Geez, Bloopsy. I hear you! Good for you, letting it out like that! I'm with you all the way.
I have found that as I changed and became healthier, the people who were/are most critical of me, started flipping out....they want things the way they were:
which was me allowing them to DUMP their negative crap all over me, actually INSISTING on it,. I think Harriet Lerner describes this perfectly in "the Dance of Anger". They want you back in the role they created for you!
Good for you, Bloopsy, for getting sick of it. Good for you for NOT putting up anymore.
Boy do I know this one: they try the one thing (still ) that will get me: pity. I feel sorry for them, I think less of myself...they imply that for me NOT to be their emotional toilet is selfishness on my part...so I give in!
ARRRRGGGGGHHH!!!
You are doing exactly the right thing in announcing out loud (to who ever...us I guess) how that makes you feel. That is the first step in letting this negative energy they dump on you go.
Honestly, when I realized that it was OTHER PEOPLE"S ENERGY that I was holding onto.....it was quite a revelation!
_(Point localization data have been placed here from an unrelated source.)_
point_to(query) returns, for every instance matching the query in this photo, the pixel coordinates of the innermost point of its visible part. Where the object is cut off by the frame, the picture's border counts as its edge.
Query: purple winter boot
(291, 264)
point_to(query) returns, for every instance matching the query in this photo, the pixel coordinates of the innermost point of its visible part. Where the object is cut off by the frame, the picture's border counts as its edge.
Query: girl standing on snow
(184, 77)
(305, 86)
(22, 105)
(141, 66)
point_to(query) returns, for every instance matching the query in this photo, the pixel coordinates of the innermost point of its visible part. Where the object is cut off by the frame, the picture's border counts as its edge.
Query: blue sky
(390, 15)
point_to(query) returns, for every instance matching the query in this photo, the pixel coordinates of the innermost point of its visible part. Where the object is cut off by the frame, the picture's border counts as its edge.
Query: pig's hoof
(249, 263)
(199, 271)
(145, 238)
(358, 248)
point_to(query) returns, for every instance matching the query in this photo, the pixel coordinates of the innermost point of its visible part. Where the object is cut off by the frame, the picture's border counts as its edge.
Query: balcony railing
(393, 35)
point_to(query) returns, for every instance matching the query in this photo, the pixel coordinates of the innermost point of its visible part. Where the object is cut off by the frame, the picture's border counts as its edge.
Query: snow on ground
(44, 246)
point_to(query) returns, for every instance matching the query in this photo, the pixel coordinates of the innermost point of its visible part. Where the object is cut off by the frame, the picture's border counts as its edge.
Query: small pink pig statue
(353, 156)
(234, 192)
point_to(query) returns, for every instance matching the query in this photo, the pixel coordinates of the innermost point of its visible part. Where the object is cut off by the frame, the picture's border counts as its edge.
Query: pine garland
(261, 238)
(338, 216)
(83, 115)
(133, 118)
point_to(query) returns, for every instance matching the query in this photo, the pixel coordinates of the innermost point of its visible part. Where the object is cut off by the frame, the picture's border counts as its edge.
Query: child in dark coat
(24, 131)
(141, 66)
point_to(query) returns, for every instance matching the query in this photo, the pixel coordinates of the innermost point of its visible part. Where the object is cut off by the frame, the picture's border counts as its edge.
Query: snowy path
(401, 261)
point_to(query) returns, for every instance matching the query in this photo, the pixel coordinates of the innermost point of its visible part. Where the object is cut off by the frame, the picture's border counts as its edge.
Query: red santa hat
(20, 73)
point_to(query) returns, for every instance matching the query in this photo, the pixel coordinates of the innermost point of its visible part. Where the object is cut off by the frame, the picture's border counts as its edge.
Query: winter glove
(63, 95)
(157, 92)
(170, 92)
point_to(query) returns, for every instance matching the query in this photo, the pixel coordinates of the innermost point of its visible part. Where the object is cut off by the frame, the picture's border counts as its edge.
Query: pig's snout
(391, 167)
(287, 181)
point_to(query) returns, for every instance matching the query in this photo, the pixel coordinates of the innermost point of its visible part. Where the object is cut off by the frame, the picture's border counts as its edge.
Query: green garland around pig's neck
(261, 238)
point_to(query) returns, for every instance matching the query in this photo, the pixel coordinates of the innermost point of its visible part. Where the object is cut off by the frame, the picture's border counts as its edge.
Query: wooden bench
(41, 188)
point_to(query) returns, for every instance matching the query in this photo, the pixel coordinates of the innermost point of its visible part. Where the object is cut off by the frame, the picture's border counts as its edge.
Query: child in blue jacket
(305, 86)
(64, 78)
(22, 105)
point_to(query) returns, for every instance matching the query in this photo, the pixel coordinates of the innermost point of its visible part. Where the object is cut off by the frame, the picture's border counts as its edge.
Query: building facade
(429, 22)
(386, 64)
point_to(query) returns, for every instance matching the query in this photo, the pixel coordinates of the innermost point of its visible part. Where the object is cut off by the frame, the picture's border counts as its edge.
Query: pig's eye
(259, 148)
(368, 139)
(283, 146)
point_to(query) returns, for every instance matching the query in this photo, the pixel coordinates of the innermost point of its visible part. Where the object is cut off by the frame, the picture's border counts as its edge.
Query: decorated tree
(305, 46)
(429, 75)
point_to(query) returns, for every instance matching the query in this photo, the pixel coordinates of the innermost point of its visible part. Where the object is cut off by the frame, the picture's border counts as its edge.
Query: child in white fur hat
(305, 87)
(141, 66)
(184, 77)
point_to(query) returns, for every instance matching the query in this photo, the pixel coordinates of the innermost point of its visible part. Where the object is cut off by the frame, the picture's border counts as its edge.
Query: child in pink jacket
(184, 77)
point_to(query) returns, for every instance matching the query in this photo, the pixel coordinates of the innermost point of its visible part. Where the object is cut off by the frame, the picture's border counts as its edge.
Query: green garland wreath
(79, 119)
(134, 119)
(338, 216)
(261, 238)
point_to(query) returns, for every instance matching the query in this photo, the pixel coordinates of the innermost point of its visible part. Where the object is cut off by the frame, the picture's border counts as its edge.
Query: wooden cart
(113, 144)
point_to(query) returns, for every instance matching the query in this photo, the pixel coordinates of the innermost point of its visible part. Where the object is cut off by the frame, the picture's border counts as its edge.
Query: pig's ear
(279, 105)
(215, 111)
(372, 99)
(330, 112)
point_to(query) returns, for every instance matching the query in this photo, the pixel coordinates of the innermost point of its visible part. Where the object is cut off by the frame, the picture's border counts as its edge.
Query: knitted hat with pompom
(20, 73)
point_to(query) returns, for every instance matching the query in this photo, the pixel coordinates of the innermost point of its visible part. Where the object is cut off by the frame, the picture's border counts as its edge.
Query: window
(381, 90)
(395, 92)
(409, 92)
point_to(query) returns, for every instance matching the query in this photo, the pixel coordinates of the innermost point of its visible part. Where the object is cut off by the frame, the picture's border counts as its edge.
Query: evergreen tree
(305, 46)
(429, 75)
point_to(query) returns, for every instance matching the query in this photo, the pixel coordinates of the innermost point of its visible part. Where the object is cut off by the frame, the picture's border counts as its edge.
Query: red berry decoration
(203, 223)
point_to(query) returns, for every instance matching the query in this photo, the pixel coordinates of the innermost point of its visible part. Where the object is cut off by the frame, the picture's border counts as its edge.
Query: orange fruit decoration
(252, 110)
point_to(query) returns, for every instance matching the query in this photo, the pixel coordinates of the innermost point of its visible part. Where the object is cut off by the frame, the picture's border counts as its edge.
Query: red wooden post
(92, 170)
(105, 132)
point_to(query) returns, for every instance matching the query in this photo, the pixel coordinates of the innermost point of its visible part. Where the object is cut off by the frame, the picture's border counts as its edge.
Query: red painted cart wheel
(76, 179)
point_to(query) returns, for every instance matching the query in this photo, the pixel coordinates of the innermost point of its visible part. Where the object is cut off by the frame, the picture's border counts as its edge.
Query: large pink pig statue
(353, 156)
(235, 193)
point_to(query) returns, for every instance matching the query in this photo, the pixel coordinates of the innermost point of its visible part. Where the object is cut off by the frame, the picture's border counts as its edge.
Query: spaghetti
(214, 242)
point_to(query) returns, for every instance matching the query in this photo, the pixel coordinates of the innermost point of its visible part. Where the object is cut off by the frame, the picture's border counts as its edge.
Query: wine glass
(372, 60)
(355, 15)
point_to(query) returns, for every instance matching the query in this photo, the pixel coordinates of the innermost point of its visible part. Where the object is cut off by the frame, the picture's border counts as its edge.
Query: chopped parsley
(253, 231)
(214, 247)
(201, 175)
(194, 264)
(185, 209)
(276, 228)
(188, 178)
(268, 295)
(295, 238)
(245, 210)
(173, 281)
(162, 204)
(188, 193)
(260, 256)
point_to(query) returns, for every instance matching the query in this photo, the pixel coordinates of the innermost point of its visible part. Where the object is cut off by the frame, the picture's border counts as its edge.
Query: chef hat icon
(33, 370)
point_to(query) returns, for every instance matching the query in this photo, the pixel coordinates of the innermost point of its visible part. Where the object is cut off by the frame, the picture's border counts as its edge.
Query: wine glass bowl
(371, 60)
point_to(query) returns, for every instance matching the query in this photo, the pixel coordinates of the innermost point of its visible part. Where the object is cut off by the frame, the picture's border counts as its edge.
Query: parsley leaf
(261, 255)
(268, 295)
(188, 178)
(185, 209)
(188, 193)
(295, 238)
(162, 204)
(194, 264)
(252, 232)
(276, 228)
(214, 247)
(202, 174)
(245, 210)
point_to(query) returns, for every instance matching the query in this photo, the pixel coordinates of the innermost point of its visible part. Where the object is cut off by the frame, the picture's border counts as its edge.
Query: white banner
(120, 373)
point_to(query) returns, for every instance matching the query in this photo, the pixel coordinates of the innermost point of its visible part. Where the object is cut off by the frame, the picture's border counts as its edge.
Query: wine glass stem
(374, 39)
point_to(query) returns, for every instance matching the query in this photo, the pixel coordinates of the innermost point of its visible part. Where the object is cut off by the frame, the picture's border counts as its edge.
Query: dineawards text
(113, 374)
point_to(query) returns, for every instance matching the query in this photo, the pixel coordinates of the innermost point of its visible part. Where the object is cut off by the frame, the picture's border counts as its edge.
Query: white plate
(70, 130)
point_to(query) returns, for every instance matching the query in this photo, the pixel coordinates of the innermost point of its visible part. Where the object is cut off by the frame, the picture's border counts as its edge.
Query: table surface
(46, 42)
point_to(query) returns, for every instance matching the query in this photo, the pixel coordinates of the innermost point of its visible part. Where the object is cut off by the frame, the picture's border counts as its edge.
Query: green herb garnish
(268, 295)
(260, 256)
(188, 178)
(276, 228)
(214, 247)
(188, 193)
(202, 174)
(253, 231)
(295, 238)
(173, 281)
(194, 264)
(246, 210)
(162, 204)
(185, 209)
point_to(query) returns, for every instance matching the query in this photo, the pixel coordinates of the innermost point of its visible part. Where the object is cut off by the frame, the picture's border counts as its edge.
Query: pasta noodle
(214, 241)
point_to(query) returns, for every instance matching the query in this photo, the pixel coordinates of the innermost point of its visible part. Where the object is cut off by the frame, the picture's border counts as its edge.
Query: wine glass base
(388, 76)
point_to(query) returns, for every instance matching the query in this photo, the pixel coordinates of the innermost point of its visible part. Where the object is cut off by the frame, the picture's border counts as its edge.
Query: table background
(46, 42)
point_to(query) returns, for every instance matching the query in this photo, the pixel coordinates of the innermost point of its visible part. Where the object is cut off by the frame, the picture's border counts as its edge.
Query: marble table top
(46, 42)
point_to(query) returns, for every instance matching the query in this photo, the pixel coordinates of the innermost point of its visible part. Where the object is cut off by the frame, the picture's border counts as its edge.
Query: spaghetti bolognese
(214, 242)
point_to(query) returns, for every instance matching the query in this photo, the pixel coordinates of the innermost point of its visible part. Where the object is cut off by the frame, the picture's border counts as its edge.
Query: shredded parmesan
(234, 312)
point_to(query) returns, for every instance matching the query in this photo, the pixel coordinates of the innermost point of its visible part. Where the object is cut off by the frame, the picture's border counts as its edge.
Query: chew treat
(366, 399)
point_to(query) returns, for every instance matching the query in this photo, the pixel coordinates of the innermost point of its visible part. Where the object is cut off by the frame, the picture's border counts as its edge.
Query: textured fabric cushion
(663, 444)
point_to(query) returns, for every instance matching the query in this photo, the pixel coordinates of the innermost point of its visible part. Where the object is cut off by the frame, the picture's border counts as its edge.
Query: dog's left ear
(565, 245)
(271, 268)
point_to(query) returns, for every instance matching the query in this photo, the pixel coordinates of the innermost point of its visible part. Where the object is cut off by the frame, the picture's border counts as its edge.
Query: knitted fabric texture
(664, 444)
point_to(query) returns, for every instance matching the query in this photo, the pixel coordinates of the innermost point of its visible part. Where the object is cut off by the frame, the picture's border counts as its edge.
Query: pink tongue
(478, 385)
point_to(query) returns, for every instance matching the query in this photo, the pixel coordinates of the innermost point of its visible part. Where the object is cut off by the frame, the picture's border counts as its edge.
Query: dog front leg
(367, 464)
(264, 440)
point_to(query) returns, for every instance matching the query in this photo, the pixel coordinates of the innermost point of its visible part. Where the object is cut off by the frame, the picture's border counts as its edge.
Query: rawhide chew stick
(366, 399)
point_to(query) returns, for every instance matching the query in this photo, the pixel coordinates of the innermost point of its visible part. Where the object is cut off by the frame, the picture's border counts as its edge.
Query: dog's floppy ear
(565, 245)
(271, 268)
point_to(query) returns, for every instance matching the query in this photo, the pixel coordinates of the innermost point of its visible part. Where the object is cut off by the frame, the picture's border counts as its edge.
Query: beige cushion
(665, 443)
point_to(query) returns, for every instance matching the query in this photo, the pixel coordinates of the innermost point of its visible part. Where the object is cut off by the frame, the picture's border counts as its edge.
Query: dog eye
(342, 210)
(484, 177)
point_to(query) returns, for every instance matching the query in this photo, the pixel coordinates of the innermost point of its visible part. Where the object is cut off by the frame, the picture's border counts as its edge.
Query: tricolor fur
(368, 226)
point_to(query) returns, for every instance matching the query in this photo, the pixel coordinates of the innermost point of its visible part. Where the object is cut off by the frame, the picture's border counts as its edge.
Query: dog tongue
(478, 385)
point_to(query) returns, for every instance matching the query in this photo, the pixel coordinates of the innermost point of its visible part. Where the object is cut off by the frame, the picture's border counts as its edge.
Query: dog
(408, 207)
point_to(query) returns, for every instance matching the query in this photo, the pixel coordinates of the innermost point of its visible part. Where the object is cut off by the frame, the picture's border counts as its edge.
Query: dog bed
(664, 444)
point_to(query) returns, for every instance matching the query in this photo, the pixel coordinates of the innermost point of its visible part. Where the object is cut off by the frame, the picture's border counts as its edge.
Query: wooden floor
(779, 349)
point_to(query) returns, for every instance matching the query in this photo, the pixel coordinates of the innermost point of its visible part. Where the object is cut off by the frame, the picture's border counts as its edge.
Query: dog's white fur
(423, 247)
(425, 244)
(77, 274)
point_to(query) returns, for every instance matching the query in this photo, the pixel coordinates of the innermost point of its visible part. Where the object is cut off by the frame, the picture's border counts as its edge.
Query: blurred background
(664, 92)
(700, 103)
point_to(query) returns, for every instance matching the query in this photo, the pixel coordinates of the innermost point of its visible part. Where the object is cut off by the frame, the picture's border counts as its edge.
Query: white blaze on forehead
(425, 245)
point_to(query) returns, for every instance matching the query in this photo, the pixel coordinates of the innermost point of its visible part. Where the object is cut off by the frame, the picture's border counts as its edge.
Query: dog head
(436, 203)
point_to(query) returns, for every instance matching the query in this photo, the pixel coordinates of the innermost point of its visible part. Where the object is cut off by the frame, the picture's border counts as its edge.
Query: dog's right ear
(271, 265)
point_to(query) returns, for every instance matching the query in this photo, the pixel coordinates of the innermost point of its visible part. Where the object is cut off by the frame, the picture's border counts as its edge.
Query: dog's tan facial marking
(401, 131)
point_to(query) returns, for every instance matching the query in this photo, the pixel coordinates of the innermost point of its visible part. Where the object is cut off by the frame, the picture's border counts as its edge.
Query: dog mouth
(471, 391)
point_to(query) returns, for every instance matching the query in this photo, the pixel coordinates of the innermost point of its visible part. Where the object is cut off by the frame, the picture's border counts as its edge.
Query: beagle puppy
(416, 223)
The other day, I kept hurting myself, physically, like running into tree limbs, falling, hitting my chin, etc..., one thing right after another, feeling really bad, got into an arguement with my daughter, etc..
It was clear something was up, and these clumsy accidents and bad mood were no coincidence. When I stopped to think about what was happening, I realized I was still really angry about the recent legal and emotional bullying my ex has been doing. HIS negative energy was still hanging around me...I was still holding onto it! I had never really SAID outloud, as you just did how really bad what he does makes me feel. I laughed about it, I said: "oh, I can let this go, I always do" but I never really acknowledged how rotten I felt.
You know that saying: you can't let something go that you are not holding? Well....admitting I was holding it helped me to really let it go.
I am still amazed every time I figure something out (and then don't always do what I've figured out).
Hang in there, Bloopsy. You are right on the money....Your boundaries were crossed. You have every right to be pissed.